Backend capabilities already aligned with professional workflows: - Deterministic event-driven transient core with robust fallback telemetry. - Canonical electrothermal contract: - T(<component>) - Pcond/Psw_on/Psw_off/Prr/Ploss(<component>) - strict consistency against summaries. - Mixed-domain control scheduling modes (auto/continuous/discrete). - High component coverage for converter/control use-cases. - Extensibility primitives: - extension registry metadata/contracts, - transient service registry, - virtual component architecture.

Main blocker now is architectural packaging: too much policy and integration logic still concentrated in large orchestrator files, which increases coupling and slows isolated evolution.

5. Architectural Target (Modular Core)

Design goal: - each functional concern evolves independently, - new modules plug in without editing central orchestrator logic, - module-level tests and benchmarks prevent cross-module regressions.

5.1 Proposed Module Families

  1. electrical-solve:
  2. equation assembly, nonlinear/linear solve orchestration adapters.

  3. events-topology:

  4. switch boundary calendar, event refinement, topology signature updates.

  5. control-mixed-domain:

  6. virtual control block execution, scheduler policy, sampled-data handling.

  7. losses:

  8. conduction/switching/recovery accounting, datasheet surface evaluation.

  9. thermal:

  10. thermal network integration, coupling, temperature scaling policies.

  11. analysis:

  12. periodic, small-signal, frequency-response, future verification analyses.

  13. telemetry-channels:

  14. channel registration, metadata ownership, reduction contracts, KPI hooks.

  15. adapters:

  16. YAML parser binding, Python binding, future gRPC/GUI-facing contracts.

5.2 Runtime Hook Contract

Every module should implement deterministic hooks: - on_run_initialize - on_step_attempt - on_step_accepted - on_sample_emit - on_finalize

And explicitly declare: - required capabilities/dependencies, - produced channels/telemetry, - failure diagnostics namespace.

5.3 Ownership Rules

  • Core orchestrator owns time integration flow only.
  • Modules own their state and outputs.
  • Cross-module interaction occurs only through typed contracts and immutable views.
  • No module reads another module’s internals directly.

Phase A: Contract Extraction (no behavior change)

  • Introduce runtime module interface + dependency resolver.
  • Wrap existing loss/thermal/control/event logic into adapter modules.
  • Keep existing API and outputs exactly unchanged.

Phase B: Pipeline Segmentation

  • Move sampling/output emission to dedicated telemetry-channels module.
  • Move periodic analysis paths into analysis module package.
  • Add module-level telemetry for CPU time, allocations, and misses.

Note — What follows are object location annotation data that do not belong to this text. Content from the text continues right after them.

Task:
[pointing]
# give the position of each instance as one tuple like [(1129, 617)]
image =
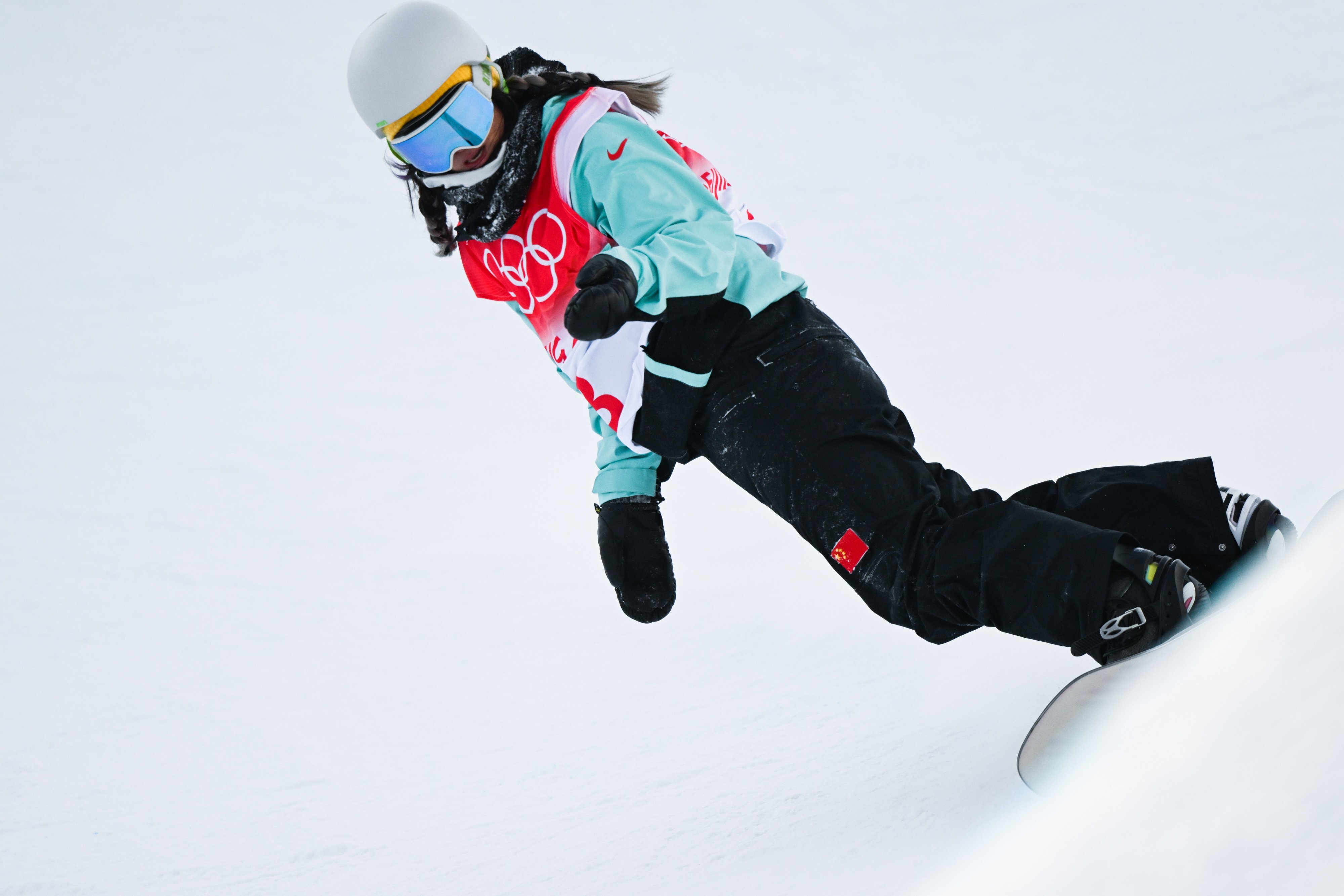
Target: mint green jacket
[(675, 237)]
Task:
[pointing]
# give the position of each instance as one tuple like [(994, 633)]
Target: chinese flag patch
[(849, 550)]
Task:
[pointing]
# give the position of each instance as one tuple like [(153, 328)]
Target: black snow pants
[(795, 416)]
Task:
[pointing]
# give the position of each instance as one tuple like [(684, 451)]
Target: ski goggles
[(462, 121)]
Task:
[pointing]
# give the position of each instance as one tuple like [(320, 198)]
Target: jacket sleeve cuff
[(626, 483)]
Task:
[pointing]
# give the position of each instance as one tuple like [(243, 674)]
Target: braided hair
[(537, 85)]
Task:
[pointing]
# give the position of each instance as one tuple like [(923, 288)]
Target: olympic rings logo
[(530, 257)]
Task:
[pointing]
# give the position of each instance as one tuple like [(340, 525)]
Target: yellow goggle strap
[(485, 77)]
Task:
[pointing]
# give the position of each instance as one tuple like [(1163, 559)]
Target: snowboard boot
[(1257, 524), (1150, 598)]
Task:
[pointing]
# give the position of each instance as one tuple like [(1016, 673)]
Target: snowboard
[(1060, 726)]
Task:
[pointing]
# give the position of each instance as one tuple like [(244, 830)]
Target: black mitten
[(605, 300), (636, 558)]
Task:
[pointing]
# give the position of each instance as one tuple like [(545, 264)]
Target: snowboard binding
[(1150, 598)]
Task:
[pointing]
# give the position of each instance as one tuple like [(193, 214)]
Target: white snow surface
[(1217, 772), (299, 589)]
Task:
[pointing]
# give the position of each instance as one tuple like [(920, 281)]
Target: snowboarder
[(661, 299)]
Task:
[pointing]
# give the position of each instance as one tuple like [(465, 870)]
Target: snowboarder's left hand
[(605, 301), (636, 557)]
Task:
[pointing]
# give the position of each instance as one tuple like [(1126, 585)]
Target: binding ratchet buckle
[(1112, 629)]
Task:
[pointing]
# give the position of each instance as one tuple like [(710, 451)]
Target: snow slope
[(1217, 773), (298, 581)]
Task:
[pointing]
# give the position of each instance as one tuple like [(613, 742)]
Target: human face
[(458, 128), (471, 160)]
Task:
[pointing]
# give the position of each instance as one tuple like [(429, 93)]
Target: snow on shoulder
[(1218, 773)]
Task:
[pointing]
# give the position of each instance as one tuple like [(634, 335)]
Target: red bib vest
[(537, 261)]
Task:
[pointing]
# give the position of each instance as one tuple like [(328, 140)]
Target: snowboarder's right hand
[(636, 558), (605, 301)]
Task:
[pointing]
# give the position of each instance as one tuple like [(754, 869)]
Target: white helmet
[(408, 54)]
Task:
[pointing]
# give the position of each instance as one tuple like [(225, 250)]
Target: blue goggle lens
[(464, 124)]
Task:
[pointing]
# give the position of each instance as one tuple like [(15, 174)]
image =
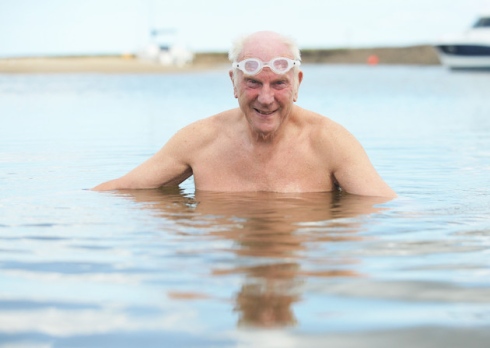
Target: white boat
[(165, 51), (470, 50)]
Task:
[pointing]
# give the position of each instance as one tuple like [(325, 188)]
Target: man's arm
[(353, 170), (167, 167)]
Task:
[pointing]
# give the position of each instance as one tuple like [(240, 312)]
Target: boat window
[(482, 22)]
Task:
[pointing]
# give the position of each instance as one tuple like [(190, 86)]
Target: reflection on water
[(181, 268), (277, 230)]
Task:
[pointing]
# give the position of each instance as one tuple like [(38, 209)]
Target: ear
[(232, 77), (300, 78)]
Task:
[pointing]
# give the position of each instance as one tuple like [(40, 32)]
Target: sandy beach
[(420, 55)]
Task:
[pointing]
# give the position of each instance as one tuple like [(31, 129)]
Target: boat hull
[(464, 56)]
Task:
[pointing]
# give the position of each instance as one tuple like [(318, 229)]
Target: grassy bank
[(414, 55)]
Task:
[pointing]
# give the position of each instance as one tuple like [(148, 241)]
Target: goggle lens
[(253, 66)]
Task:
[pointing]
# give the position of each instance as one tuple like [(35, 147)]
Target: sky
[(84, 27)]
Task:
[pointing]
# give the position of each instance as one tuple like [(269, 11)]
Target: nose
[(266, 95)]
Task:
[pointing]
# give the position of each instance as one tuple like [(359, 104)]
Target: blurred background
[(107, 27)]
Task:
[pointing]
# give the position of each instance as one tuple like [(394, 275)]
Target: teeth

Phase C: Productization Gaps

  • Add first-class small-signal/frequency analysis module.
  • Add verification-analysis module (Monte Carlo/sensitivity/fault orchestration).
  • Add optional codegen/HIL bridge contracts (backend-ready interfaces first).

Phase D: Ecosystem Expansion

  • Optional Simulink/FMI bridge adapter contract.
  • Optional mechanics-domain package.
  • Optional device-model package manager/import tooling.

7. Backend vs GUI Responsibility (for this roadmap)

Backend should own: - all physics and numerical integration, - analysis kernels and deterministic contracts, - validation diagnostics and KPI metrics.

GUI should own: - user experience for model input and analysis setup, - visualization templates and workflow orchestration, - import/export assistants.

GUI should not own: - synthetic reconstruction of thermal/loss physics, - heuristic derivation of backend analysis outputs.

8. Immediate Next Step

Implement refactor-modular-runtime-kernel (OpenSpec change) as a non-breaking internal refactor: - extract module contracts, - modularize execution pipeline, - preserve all existing user-facing YAML/Python contracts while enabling independent module evolution.